Terminó con media sonrisa de satisfacción. Sahira no podía pronunciar palabra. De repente, el misterioso hombrecillo se había convertido en una curiosa mezcla de personajes novelescos. Empezaba a preguntarse si no le estaría tomando el pelo.
- Ya entiendo – dijo cuando sus labios volvieron a obedecerla.- Lo que no comprendo es qué tiene que ver todo eso con que estés en peligro...
- No te equivoques, tú también lo estás – parecía apresurado de nuevo.- Sé que no es propio de un anfitrión, pero necesito pedirte un favor. Creo que necesito pasar una temporada en el mundo exterior, y preciso de tu compañía y tu saber para no llamar demasiado la atención.
- Está bien – suspiró – pensé que podría pasar aquí más tiempo, pero qué le vamos a hacer – se encogió de hombros. – Al fin y al cabo sigo teniendo los mismos días de vacaciones.
- ¡Muy bien, así me gusta! ¿Necesitas recuperar algo de casa?

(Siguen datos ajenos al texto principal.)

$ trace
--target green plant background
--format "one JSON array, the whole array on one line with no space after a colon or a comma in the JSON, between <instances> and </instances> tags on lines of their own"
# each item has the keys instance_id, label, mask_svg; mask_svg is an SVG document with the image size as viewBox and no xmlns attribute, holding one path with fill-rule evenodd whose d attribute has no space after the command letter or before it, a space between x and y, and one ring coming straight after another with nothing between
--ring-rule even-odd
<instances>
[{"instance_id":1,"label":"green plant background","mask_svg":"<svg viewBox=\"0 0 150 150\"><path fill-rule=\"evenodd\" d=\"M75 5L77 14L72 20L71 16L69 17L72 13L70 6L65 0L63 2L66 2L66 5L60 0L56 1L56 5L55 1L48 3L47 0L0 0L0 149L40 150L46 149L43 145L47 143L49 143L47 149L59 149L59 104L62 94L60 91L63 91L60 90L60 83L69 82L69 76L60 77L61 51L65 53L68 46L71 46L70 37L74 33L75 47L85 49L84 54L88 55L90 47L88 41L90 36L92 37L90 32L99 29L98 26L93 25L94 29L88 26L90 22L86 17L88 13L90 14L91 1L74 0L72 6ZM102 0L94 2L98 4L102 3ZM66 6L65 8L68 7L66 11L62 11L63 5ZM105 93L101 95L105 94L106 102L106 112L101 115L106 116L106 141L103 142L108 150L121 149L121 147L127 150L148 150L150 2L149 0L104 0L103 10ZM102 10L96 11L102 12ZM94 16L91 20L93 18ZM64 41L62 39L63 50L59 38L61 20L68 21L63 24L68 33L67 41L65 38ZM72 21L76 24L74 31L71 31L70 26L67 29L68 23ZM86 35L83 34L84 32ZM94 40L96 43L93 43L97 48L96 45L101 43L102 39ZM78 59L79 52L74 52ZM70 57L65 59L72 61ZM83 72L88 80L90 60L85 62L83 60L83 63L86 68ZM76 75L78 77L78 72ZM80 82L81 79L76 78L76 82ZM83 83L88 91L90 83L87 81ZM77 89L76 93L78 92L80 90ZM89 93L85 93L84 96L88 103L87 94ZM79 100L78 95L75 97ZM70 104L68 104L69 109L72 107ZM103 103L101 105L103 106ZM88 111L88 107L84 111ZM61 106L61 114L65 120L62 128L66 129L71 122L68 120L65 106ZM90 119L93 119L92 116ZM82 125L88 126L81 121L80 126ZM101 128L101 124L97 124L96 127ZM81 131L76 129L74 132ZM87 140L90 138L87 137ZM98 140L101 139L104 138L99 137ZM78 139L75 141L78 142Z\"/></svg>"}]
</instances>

- Pero no... ¿no estábamos en peligro?
- ¡Oh, sí! - contestó distraídamente – Pero ya han registrado la casa y no creo que vuelvan. Parecían más interesados en encontrar algo que a alguien, así que no creo que pase nada si vamos. Además, quiero pensar que han esperado hasta que saliste de casa para entrar ellos.
- Pues sí que querría coger un par de cosas. ¿y luego? Quiero decir, ¿tienes algún lugar al que ir?
- Tranquila, mis padres tuvieron la precaución de dejarme una casita que creo que sirve muy bien a nuestros propósitos.